W. Guo, M. Zhao, W. Tan, L. Zheng, K. Tao, L. Liu, X. Wang, D. Chen, X. Fan, J. Org. Chem., 2018, 83, 1402-1413.
A molecular iodine-catalyzed oxidative cyclization of 2-aminopyridine/amidine and isothiocyanate via N-S bond formation enables the synthesis of N-fused and 3,4-disubstituted 5-imino-1,2,4-thiadiazole derivatives at ambient temperature. This transition-metal-free protocol provides a facile and highly efficient regiospecific synthesis of various 1,2,4-thiadiazole derivatives with good to excellent yields using inexpensive I2 as a catalyst.
N. Tumula, N. Jatangi, R. K. Palakodety, S. Balasubramanian, M. Nakka, J. Org. Chem., 2017, 82, 5310-5316.
A simple P(NMe2)3-mediated annulation reaction of N-acyldiazenes with isothiocyanates provides 2-imino-1,3,4-thiadiazoles. N-acyldiazenes can be generated from hydrazides using iodine as oxidant and can be used without purification.
Z. Huang, Q. Zhang, Q. Zhao, W. Yu, J. Chang, Org. Lett., 2020, 22, 4378-4382.
A facile and scalable synthesis of δ-thiolactones from inexpensive and readily available γ-unsaturated esters incorporates a radical acyl thiol-ene reaction as the key C-S bond forming step. Cyclization is achieved via a Steglich-type thiolactonization of 5-mercaptopentanoic acids.

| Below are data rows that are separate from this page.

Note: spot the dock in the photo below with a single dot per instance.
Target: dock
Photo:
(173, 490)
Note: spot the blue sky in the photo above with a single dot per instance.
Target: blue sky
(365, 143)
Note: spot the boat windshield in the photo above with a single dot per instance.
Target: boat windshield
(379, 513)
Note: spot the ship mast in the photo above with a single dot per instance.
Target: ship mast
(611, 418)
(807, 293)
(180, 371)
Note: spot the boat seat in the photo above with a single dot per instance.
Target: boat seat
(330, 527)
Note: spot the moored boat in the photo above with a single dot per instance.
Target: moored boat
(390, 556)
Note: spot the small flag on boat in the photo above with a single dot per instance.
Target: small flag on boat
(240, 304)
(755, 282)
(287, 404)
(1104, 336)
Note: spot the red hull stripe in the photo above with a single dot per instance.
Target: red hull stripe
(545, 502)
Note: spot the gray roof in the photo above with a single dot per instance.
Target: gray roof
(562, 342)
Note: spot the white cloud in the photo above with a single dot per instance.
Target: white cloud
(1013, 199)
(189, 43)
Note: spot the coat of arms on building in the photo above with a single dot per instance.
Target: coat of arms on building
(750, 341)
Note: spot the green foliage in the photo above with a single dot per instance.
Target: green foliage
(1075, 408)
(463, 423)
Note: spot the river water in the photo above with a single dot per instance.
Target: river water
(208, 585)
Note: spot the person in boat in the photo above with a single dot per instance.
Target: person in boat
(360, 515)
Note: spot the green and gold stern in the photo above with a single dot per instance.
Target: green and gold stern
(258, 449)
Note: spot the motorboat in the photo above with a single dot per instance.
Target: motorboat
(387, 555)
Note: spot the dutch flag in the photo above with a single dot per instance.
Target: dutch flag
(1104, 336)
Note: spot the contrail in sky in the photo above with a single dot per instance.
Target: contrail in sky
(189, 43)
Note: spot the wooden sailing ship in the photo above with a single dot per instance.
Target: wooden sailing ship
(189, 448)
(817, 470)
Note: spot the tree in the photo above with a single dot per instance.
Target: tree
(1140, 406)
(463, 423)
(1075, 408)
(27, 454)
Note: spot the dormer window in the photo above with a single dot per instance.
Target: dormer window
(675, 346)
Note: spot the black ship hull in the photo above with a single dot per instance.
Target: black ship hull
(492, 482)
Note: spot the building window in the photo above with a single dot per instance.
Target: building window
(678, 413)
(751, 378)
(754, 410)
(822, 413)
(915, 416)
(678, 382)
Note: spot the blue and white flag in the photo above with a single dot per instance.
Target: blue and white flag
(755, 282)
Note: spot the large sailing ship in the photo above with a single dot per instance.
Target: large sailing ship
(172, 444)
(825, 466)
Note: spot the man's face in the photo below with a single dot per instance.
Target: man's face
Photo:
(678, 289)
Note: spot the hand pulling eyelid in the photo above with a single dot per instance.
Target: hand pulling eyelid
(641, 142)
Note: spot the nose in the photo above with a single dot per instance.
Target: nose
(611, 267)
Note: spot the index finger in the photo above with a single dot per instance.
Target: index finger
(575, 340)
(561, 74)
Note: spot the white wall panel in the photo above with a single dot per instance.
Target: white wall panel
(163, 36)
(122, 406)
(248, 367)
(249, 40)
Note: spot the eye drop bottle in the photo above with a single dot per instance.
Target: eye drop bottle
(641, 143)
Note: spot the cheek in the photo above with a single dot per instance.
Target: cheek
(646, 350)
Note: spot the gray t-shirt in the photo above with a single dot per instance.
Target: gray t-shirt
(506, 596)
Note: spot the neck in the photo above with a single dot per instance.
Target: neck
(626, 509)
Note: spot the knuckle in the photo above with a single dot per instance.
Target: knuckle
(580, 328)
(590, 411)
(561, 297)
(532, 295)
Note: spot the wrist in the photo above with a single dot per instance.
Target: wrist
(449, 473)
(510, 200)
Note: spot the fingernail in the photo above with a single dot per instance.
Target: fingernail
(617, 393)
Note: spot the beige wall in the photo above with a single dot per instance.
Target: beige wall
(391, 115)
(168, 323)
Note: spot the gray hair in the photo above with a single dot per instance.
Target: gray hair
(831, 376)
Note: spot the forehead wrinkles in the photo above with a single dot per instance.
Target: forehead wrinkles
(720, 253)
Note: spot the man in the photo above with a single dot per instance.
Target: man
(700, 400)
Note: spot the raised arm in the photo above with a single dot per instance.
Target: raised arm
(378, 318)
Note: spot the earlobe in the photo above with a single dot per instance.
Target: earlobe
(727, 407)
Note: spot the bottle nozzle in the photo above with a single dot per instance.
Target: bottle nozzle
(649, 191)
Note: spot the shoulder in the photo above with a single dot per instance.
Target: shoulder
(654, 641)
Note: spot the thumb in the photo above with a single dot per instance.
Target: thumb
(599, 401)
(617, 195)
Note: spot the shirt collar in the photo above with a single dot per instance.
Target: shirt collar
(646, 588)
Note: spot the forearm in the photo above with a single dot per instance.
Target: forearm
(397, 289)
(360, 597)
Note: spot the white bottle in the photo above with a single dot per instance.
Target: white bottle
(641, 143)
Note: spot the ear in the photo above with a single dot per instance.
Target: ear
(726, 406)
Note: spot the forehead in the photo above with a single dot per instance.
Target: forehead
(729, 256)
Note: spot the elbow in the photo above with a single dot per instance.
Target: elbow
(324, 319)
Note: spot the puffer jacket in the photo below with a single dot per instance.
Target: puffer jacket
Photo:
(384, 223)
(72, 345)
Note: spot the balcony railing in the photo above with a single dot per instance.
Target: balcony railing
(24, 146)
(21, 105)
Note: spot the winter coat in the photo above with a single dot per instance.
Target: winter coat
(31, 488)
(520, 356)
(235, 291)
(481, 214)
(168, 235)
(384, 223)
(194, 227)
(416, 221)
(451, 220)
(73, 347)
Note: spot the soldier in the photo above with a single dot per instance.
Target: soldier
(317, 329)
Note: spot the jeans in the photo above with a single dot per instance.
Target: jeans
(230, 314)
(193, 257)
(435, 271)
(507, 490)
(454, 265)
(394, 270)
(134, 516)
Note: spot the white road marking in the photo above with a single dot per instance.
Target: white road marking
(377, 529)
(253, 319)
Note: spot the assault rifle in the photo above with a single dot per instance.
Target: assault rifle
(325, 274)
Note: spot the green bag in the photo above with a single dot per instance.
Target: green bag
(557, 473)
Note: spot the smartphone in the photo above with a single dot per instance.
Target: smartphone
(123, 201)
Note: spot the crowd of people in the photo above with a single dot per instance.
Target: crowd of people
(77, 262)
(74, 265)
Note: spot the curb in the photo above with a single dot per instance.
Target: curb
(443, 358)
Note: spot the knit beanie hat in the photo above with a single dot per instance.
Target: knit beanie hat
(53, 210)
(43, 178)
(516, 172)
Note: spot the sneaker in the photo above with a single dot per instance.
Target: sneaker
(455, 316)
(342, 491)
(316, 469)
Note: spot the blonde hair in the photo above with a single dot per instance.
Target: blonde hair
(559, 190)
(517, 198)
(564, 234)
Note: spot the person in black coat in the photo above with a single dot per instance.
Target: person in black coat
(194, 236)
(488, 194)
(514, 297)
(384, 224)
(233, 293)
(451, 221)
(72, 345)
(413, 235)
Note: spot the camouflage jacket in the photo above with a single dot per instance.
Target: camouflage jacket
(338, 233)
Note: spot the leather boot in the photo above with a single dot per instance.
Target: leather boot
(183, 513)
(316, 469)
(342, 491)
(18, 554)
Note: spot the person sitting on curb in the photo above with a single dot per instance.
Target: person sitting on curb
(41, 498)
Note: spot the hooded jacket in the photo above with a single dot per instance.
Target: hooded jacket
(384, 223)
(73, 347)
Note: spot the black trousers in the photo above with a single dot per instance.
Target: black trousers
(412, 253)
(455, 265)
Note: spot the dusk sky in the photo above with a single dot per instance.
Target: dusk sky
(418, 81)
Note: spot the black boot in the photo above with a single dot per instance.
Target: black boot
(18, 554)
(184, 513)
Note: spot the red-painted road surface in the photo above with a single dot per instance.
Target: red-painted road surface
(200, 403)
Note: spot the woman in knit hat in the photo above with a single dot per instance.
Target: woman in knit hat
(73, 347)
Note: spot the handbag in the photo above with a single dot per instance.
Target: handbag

R. O. McCourt, E. M. Scanlan, Org. Lett., 2019, 21, 3460-3464.
An aza-Michael-addition/cyclization/condensation reaction sequence starting from sulfonimidamides and propargyl ketones provides 1,2,6-thiadiazine 1-oxides. These three-dimensional S,N-heterocycles have been further functionalized by standard cross-coupling reactions, selective bromination of the heterocyclic ring, and conversion into a β-hydroxy substituted derivative.
J.-H. Schöbel, M. T. Passia, N. A. Wolter, R. Puttreddy, K. Rissanen, C. Bolm, Org. Lett., 2020, 22, 2702-2706.